00:43I was seeing two boys in my year at school, and I just told both of them I'm also seeing
00:48him, is that okay? I do think that my neurodivergence potentially contributes to
00:51my relationship with relationships, because I don't perceive the social norm as having
00:57to be the correct move. The way in which it's worked for my own relationships is that me and
01:03my partner, we come up with a list of what we call parameters. This has always been the case
01:06in my relationships, of things that we're comfortable with the other person doing,
01:10things that we're not comfortable with the other person doing, and these are constantly to be
01:13revisited or amended if things aren't working. Do I find it difficult to find other non-monogamous
01:18or poly people today? Yes, I do. Don't you get jealous? Yes, I do get jealous. If I'm
01:23emotionally attached, of course I can get jealous, and I very much do, unfortunately.

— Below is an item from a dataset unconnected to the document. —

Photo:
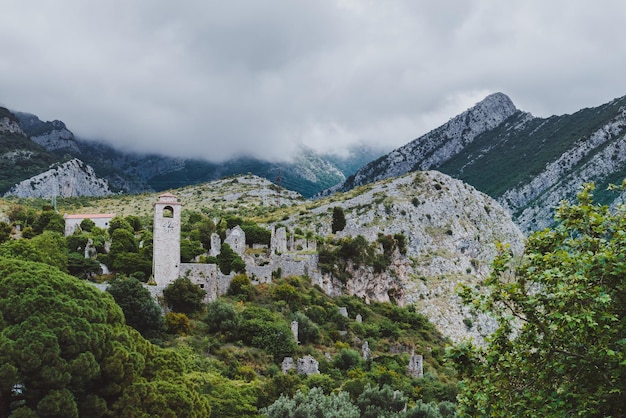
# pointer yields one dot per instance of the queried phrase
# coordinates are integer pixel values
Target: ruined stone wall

But I made a
01:29video about that once, and someone commented something in that people who are non-monogamous
01:34who experience jealousy, generally what it is, is that they are missing having one of their
01:39needs met. So if it's like, oh, I'm jealous that you're off with such and such, is it that I need
01:44more attention? Is it that I need more reassurance? Is it that I need more compliments, or more of
01:48your time, or more physical touch? It's a need that's not being met. Would you be monogamous
01:52for the right person? No. Do you think you'll always be non-monogamous? Yes.